Legal Bibliography is a book by John Gage Marvin, and was hist best-known work. It is a bibliography of law. It was the first publication of its kind to originate from the United States of America.[1] Marvin was then a librarian at Harvard University and would later serve as the first California State Superintendent of Public Instruction.
This work was preceded by an 1843 edition of a work on international law by Sir James Mackintosh, with reading list, and an 1846 Catalogue of the Harvard Law Library including recent accessions. The Bibliography is in alphabetical by author, with a topical index, and includes evaluative comments on the works, drawing on numerous sources. Despite the impression given by its short title, the Bibliography was an attempt to integrate other legal works into the Anglo-American tradition.[2]

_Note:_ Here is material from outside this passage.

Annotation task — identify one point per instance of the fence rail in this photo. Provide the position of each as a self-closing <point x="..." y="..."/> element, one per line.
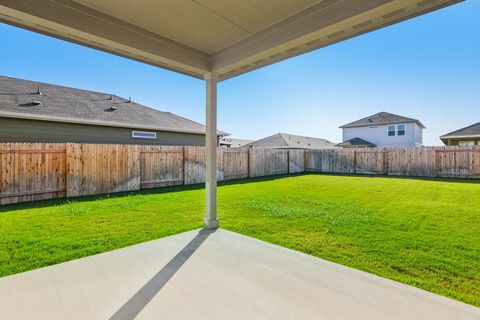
<point x="38" y="171"/>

In 1857, the Upper Canada Law Journal and Lower Courts Gazette said "Mr. Marvin's, Legal Bibliography, is by far the completest work of its kind we have had".[3]
Harvard University Library Notes said that this book was, "for many years" after its first publication, "the best American work of its kind".[4]
In the Proceedings of the First Annual Meeting of the Virginia State Bar Association, this book was described as "good in its day, but now more than 40 years old".[5]
In 1914, Percy Winfield said that this book was a "valuable" guide "to the materials of English law",[6] that it appeared to be little known in England, that the critical notes were appended to certain classics and reporters and were necessarily brief, especially in relation to the Year Books, that the book was an index of authors rather than topics, and that a new edition was needed.[7]
In 1988, Bookman's Yearbook said that the fact that this book was still in use indicated "the sorry state" that legal bibliography was in, the book being "like a third class Lowndes or Brunet".[8]